Main takeaways:
  • ECI is Fed's preferred measure of wage growth.
  • So is is worth looking beyond the headlines...
  • ...and they suggest wage growth is firming.
  • Wages are growing at 2.5% pace, higher than the headline 2.1% would suggest, and...
  • ...the pace of wage growth in increasing -- as one would expect.

The employment cost index (ECI) measures the change in the cost of labor, free from the influence of employment shifts among occupations and industries -- and therefore is often Fed's preferred measure of labor costs. Total compensation costs for civilian workers is the measure that makes the headlines. It includes wages and salaries (around 70% of compensation costs) and benefits. Civilian workers includes private industry and state and local government establishments.

I will focus only on wages and salaries for private industries of the ECI report.

The chart below shows that wages and salaries for private industry workers rose 2.1% yoy in the first quarter of 2016, unchanged from the number reported in 4Q 2015. However, there is clearly a base effect (1Q 2015 seems to have been an outlier) and wages increased 2.6% annualized in the last three quarters (2.9% ar in 1Q 2016).


The ECI report breaks down wages by industry. The chart belows shows a surprising result: wages in the goods-producing industries (and manufacturing) -- a sector which is currently struggling -- is rising faster than wages in services and the growth rate is increasing.


But the above-mentioned discrepancy is also only due to base effect. When looking at the last two or three quarters, wage growth in both goods and services producing industries were close to 2.5% annualized.


One can also look at the detailed industry breakdown (looking into goods and services sectors). There is a lot of noise in the breakdown, but the black line in the chart below shows a simple average of annual wage growth for the main industries.


The chart below plots only the average for the main industries in order to highlight the recent trend.

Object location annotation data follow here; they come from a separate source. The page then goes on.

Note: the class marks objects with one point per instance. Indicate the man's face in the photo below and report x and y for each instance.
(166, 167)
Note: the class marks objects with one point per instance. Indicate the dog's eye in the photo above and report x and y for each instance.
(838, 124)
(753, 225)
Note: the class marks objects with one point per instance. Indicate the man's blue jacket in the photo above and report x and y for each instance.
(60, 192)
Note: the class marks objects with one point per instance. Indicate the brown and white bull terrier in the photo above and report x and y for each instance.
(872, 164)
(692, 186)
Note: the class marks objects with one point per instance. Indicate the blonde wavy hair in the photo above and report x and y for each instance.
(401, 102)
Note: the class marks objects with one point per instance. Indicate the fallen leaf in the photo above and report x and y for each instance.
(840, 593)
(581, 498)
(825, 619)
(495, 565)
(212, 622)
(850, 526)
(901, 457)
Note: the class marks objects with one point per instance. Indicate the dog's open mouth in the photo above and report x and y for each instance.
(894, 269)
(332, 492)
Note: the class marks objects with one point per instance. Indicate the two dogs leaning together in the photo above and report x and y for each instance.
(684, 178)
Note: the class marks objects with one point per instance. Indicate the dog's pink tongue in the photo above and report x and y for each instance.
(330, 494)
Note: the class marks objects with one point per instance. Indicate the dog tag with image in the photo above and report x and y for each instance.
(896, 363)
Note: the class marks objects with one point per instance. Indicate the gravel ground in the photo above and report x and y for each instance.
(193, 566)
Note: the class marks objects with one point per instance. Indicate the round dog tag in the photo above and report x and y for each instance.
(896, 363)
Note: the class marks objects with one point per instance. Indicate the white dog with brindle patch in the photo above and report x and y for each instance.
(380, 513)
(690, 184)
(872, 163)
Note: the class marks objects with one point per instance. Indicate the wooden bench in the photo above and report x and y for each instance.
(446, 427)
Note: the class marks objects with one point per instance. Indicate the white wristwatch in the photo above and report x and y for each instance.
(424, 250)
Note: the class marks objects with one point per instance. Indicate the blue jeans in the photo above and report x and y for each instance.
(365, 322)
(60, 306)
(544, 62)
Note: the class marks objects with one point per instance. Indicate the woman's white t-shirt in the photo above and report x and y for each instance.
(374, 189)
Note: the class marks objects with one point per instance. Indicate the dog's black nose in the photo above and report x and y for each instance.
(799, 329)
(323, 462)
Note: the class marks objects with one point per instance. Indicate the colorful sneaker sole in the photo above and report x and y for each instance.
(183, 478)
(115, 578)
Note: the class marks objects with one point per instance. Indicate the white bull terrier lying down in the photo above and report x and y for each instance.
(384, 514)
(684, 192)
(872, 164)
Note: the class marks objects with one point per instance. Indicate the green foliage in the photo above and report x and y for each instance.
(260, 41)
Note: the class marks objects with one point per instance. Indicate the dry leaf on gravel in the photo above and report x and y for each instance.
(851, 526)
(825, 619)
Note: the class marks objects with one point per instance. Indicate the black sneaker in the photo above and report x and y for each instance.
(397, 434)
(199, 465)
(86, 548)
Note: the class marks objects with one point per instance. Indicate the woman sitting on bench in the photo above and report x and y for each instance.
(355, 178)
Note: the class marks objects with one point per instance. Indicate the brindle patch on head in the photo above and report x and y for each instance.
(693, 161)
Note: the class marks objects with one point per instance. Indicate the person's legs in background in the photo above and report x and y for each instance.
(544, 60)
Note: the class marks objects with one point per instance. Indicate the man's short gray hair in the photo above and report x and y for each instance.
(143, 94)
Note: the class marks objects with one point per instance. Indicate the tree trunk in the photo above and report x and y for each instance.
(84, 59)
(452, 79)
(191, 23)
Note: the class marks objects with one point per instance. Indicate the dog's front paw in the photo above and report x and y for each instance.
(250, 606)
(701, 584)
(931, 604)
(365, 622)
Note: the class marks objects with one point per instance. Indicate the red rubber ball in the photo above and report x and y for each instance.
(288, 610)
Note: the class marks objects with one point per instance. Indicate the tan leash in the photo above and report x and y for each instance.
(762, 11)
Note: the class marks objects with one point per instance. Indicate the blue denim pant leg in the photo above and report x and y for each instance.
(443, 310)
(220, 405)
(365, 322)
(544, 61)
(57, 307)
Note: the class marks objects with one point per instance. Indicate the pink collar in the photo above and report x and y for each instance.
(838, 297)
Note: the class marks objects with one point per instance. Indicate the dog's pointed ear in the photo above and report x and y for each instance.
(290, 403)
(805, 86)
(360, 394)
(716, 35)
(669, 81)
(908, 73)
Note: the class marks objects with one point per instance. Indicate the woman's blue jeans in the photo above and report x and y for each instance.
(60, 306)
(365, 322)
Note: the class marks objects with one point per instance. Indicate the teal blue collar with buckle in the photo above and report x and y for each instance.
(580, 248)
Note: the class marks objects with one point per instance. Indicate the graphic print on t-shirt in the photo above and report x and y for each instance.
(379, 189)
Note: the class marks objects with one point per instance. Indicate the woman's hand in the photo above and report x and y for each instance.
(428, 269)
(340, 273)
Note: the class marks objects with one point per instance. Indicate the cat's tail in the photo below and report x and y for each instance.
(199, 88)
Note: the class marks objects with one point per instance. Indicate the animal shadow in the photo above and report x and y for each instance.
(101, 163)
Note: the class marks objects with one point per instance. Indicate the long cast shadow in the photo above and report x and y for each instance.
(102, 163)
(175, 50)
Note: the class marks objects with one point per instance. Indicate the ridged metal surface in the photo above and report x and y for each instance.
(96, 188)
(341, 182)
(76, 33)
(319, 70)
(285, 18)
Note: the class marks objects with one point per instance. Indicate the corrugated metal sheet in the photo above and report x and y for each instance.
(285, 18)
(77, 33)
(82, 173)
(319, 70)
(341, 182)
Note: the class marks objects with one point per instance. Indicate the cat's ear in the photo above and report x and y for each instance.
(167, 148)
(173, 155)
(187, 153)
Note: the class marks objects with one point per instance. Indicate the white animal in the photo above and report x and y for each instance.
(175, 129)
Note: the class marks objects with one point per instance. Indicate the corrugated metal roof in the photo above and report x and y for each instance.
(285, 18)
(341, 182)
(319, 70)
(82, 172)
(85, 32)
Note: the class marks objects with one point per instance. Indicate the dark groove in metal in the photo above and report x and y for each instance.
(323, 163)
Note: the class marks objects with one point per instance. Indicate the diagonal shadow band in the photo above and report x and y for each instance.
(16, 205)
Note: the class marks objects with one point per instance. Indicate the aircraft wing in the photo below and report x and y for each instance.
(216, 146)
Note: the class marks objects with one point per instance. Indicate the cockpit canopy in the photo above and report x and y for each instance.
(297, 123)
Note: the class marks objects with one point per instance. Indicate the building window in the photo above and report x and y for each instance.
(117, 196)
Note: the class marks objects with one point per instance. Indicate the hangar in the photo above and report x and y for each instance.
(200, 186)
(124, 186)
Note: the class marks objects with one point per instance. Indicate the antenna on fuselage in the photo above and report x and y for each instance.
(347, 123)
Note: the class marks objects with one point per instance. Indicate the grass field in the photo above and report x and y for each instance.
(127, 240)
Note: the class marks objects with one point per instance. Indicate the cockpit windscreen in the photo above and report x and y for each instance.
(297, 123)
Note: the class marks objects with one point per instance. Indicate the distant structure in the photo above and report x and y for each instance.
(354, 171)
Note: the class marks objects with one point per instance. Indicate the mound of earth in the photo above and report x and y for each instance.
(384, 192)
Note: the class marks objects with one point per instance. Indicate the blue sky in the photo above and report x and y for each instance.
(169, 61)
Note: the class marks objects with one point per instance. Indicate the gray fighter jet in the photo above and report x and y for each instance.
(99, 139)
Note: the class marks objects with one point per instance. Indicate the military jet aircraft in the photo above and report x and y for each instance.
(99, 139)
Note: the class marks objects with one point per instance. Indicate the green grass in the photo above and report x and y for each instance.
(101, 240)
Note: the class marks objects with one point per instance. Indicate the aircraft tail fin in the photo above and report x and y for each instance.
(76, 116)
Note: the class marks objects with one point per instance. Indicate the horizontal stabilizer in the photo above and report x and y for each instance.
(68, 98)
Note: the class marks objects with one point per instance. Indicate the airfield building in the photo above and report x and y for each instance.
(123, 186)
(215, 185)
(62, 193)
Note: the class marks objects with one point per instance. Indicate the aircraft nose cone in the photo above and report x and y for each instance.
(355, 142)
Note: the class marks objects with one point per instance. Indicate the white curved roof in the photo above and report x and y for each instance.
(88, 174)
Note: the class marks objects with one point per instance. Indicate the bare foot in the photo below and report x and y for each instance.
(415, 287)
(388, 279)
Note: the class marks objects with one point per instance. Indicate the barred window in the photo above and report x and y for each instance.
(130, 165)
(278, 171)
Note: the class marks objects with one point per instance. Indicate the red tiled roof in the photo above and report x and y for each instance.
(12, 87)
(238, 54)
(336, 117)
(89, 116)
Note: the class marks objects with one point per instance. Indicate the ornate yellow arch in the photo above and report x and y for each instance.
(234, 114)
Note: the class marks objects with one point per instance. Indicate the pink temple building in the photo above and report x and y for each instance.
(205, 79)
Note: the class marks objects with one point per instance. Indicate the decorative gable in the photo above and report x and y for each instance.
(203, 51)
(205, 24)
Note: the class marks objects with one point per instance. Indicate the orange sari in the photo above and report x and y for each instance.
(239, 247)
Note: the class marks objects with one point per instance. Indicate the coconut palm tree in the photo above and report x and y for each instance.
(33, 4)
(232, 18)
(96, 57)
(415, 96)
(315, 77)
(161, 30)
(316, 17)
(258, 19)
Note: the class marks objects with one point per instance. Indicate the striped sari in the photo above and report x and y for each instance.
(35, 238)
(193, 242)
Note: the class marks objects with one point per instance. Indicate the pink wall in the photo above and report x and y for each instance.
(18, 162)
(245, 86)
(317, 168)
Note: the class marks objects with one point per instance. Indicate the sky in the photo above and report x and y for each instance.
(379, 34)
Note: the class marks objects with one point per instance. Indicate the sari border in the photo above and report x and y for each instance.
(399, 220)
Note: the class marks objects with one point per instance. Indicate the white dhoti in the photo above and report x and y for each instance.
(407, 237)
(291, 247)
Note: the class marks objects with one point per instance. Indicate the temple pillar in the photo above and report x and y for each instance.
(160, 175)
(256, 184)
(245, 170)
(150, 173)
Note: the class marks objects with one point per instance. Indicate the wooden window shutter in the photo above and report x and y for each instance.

Another way to understand the base effect is to look at wages by occupational group. We can see that sales & office spiked in the first quarter of 2015 and therefore the annual growth rate collapsed in 1Q 2016.


The chart below highlights the spike in wages for sales & office occupational group that happened in early 2015. There is an interesting paper explaining the volatility in the ECI indexes due to rates of pay that are defined wholly or in part on the results of worker efforts and the BLS reports an index of wages excluding incentive paid occupations. The chart also shows that the spike was related to performance incentives / bonus.


The chart below reproduces wages by occupational groups excluding incentive paid occupations (except for natural resources and construction). One gets a very different picture of wages by looking at this chart.


Now back to all wages. It shows that wages for private industry workers ex. incentive pay is growing at 2.5% yoy (vs. 2.1% when incentive pay is considered) and in the last two quarters wage growth has been 2.6% annualized (vs. 2.3% annualized when incentive pay is considered).